Asthme et BPCO: Hikma réunit les experts pour mieux cerner les défis de contrôle de la maladie

A l’occasion de la rencontre « «Expert Connect – Speaker Tour », organisée par les Laboratoires Hikma, des pneumologues venus d’horizons différents ont échangé autour des défis cliniques liés à l’asthme et à la BPCO.
Au micro d’Esseha, le Pr Abdelbasset Ketfi, Chef de service de pneumologie à l’hôpital de Rouiba et le Pr Georges Juvelekian, Pneumologue à l’Université américaine de Beyrouth, ont livré leurs analyses et partagé leurs constats.
Le Pr Ketfi a centré son intervention sur une problématique majeure : l’asthme non contrôlé. « J’ai donné une communication dans le but de vulgariser la maladie asthmatique vis à vis des praticiens et j’ai parlé essentiellement de l’asthme non contrôlé qui pose des problèmes », explique-t-il. Il précise qu’il s’agit d’un asthme « dont le patient garde encore des symptômes malgré une prise en charge », une situation qui impose de s’interroger en profondeur.

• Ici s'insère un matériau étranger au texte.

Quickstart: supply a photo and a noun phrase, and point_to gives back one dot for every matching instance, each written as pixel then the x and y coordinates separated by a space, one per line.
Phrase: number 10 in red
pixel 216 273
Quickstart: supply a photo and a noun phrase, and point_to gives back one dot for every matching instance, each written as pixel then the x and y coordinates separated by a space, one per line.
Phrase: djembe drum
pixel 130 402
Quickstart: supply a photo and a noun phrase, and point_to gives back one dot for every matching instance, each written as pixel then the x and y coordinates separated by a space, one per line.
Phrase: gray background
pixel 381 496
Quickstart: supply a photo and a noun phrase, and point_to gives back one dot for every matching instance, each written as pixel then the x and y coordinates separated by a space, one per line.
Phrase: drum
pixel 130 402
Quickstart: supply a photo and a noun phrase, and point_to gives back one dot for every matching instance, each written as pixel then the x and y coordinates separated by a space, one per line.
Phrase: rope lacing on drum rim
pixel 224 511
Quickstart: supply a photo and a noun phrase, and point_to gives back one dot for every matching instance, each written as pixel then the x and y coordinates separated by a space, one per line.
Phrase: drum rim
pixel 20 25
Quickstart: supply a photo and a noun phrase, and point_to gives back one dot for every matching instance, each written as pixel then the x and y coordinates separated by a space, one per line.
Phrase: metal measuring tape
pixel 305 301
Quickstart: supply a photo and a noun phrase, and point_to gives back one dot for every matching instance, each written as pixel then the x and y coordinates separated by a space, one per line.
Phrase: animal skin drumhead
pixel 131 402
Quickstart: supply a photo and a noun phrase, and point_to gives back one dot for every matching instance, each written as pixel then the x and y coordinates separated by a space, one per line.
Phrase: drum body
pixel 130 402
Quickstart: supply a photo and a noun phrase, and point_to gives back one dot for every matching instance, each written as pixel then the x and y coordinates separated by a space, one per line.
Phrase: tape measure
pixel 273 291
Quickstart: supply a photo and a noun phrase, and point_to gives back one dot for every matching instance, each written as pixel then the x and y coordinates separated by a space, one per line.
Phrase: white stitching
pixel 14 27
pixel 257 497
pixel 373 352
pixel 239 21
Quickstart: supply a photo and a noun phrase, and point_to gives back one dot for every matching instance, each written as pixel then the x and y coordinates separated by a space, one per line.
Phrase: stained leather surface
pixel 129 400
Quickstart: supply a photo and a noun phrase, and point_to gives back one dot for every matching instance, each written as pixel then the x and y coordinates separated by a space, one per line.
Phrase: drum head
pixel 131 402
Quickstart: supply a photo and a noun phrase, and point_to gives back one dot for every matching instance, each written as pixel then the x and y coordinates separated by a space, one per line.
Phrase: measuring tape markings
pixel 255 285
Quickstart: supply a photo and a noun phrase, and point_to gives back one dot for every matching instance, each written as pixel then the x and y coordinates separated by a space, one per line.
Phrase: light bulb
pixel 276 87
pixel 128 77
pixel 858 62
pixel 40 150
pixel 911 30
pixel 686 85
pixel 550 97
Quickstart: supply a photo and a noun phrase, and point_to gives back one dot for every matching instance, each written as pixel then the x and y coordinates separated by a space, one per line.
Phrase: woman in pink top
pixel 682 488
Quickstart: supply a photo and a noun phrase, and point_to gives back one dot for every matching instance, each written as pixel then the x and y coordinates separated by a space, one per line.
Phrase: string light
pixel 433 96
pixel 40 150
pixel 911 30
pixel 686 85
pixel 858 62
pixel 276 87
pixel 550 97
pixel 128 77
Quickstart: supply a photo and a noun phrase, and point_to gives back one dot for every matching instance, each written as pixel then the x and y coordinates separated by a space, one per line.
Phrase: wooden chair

Pour le spécialiste, la première étape reste la confirmation du diagnostic : « On doit d’abord se poser la question : est-ce que c’est réellement un asthme ? » Cela passe par « un bon questionnaire du malade, un examen clinique et un certain nombre d’examens complémentaires, afin de statuer sur un diagnostic exact de la maladie ».
Une fois le diagnostic posé, le praticien doit rechercher méthodiquement les causes du mauvais contrôle. Les facteurs sont multiples : « l’exposition allergénique, l’exposition à certaines infections, le tabagisme actif et passif, la pollution », mais aussi des éléments liés au « patient lui-même, qui ne prend pas son traitement convenablement ou alors, c’est le dispositif qui est mal adapté. On doit bien expliquer au patient comment bien prendre son traitement », insiste-t-il.
Si, malgré le suivi rigoureux et la correction des facteurs modifiables, l’asthme demeure non contrôlé, il est alors classé comme « asthme difficile voire sévère ». Dans ce cas, « le patient doit prendre le traitement optimal et éventuellement opter pour les traitements innovants comme les biothérapies », dont certaines sont disponibles en Algérie.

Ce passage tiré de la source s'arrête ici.